AGENCE FRANCE-PRESSE,
TEHRAN: A timeline of the crisis over Iran's nuclear programme:
2002
August: An exiled Iranian opposition group says the country is building secret underground nuclear facilities, notably at Natanz in central Iran.
2003
August: A confidential UN report reveals Iran has developed two kinds of enriched uranium not needed for peaceful energy production.
November: An internal IAEA report states there there is no proof that Iran is creating nuclear weapons, a conclusion the United States dismisses.
2004
September: Tehran resumes work on enriching uranium.
November: Iran agrees to suspend enrichment during talks with Britain, France and Germany.
2005
June: Mahmoud Ahmadinejad, a hardline populist, is elected president of Iran. Shortly after he takes office, the country resumes uranium work.
August: Bush makes the first of several statements in which he refuses to rule out the use of force to make Iran give up its nuclear programme.

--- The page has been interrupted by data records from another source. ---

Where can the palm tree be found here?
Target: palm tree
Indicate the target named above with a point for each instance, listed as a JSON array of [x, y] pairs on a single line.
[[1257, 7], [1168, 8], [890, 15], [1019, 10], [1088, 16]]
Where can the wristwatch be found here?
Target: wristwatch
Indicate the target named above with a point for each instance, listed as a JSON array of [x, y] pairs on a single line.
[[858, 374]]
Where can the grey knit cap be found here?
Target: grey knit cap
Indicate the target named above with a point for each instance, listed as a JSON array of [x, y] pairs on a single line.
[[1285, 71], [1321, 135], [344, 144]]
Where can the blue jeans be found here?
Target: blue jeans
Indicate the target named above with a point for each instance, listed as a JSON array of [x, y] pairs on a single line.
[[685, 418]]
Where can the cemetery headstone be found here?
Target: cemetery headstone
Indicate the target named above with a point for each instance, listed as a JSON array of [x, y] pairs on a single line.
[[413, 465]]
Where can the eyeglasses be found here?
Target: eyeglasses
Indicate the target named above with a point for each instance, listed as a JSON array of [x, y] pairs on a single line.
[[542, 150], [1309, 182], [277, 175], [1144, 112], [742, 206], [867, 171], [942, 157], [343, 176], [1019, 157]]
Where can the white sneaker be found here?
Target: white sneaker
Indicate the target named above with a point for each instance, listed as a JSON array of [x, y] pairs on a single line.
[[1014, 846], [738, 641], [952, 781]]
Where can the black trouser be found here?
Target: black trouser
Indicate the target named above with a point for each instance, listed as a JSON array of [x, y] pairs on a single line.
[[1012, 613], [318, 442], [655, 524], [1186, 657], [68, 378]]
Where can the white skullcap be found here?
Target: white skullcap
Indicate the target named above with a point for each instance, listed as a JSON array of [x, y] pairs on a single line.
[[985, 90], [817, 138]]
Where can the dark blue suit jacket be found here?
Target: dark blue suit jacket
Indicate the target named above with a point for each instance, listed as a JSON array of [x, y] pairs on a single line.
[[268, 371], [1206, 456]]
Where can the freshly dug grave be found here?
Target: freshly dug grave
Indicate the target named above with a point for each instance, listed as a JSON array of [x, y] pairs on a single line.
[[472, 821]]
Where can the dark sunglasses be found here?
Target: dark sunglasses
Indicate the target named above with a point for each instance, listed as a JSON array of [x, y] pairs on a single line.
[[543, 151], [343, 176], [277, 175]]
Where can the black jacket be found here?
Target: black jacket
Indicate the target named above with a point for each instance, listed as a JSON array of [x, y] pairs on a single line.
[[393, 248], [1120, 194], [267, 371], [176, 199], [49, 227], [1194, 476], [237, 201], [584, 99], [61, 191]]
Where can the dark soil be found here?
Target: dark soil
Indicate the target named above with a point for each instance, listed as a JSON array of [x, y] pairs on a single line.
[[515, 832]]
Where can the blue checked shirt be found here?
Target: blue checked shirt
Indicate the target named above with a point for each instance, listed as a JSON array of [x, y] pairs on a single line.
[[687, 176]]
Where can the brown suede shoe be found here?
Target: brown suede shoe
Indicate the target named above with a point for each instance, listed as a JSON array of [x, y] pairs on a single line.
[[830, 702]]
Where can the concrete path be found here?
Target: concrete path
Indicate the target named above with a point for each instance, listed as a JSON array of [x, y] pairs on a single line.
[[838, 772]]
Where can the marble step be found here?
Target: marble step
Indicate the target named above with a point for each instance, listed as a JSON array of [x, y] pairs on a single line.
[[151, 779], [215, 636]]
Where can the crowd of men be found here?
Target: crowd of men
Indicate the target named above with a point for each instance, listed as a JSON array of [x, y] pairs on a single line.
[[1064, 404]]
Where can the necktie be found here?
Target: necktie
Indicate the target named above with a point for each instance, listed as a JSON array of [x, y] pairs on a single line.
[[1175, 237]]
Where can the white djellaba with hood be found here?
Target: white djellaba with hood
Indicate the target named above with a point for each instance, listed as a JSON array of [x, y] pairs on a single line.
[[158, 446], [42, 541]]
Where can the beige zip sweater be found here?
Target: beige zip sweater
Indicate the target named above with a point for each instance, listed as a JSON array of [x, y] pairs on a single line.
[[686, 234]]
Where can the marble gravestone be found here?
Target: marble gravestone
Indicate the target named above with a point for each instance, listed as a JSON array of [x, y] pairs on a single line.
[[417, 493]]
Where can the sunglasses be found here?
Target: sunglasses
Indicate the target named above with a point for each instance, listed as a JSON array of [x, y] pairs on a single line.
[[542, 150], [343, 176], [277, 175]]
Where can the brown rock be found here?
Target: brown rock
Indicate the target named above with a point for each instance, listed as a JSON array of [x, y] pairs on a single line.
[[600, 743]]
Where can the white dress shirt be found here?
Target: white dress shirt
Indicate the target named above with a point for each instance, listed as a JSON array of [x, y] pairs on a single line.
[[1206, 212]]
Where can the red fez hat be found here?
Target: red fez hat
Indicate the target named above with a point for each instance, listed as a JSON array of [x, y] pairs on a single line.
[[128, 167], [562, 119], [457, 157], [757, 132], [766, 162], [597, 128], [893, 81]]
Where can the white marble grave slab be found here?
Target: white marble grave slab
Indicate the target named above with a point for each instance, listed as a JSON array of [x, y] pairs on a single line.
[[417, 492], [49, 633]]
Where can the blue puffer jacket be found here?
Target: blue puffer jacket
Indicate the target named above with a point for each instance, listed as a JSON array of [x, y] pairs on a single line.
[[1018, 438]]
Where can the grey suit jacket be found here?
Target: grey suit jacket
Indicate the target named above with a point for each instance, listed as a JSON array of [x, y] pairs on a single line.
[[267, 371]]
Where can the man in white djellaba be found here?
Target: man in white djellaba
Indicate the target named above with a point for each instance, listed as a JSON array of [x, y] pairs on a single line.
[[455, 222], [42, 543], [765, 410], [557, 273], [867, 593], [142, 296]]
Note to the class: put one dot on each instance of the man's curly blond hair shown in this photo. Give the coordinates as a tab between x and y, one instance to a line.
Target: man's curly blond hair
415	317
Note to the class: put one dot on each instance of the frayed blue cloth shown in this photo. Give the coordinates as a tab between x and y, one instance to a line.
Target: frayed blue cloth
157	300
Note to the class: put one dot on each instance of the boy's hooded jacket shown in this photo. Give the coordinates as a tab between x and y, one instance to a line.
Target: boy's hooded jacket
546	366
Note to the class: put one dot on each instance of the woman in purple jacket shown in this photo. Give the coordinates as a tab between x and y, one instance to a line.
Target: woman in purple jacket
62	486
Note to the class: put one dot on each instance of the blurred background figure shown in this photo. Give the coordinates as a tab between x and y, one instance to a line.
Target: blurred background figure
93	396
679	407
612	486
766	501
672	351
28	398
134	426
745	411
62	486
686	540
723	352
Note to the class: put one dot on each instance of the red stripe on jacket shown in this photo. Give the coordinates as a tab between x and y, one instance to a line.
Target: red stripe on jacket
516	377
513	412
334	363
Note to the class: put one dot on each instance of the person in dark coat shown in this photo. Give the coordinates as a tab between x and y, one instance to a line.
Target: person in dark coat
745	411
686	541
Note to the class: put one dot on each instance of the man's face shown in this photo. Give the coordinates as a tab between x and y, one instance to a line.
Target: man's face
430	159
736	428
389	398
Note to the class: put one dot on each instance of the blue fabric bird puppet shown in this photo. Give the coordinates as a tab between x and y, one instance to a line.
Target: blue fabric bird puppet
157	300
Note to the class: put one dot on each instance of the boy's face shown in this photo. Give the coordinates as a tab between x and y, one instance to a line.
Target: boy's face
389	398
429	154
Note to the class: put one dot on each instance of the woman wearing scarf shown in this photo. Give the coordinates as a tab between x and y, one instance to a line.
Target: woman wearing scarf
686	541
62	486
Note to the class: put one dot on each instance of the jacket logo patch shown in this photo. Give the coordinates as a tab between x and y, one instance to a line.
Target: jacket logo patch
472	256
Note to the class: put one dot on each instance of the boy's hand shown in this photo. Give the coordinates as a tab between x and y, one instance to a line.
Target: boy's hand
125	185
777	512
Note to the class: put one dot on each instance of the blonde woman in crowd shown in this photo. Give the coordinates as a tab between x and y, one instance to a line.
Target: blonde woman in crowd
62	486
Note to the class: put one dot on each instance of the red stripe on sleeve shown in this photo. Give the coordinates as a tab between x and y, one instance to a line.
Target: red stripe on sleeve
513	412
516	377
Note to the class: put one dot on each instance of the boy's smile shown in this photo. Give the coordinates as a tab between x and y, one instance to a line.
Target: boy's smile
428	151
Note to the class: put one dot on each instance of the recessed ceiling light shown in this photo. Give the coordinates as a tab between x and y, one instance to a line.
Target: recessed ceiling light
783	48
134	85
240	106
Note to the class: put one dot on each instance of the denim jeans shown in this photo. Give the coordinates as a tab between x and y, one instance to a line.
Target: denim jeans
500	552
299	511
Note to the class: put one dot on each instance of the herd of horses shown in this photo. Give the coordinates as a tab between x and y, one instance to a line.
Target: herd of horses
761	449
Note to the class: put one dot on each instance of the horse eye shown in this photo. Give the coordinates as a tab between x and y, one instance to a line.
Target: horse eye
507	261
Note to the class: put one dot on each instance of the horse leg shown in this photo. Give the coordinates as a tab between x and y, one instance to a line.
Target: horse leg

— Tehran rejects an EU offer of a broad package of incentives aimed at ending the standoff, resumes uranium conversion work.
November: Russia presents a plan, agreed to by the United States, that would allow Iran to continue uranium enrichment but on Russian soil. Talks on the issue fail in February 2006.
2006
January: Iran resumes nuclear research activities.
March: The UN Security Council gives Iran until April 28 to suspend enrichment, but the deadline passes without any change.
April: Iran engages in military maneuvers in the Gulf, including the testing of new missiles which could be used to block oil shipments through the Strait of Hormuz. World oil prices surge on the news.
— Iran says it has enriched uranium to levels needed for reactor fuel.
— Reports in two US newspapers say the Washington is planning military attacks on Iran's atomic facilities which could involve the use of nuclear weapons.
May 31: The United States makes a major policy shift, offering talks on condition that Iran suspend enrichment.
— The Security Council plus Germany present offer Iran a variety of incentives including talks if it agrees to suspend enrichment work.
July 31: A new Security Council resolution gives Iran a month to freeze its enrichment activity or face sanctions.
August 22: Responding to the incentive package, Iran calls for talks without saying whether it would freeze enrichment work.
August 23: Washington says Iran's response “falls short”.
August 26: Ahmadinejad defiantly inaugurates a plant to produce heavy water for use in a new research reactor that would produce enough plutonium for a nuclear bomb every year.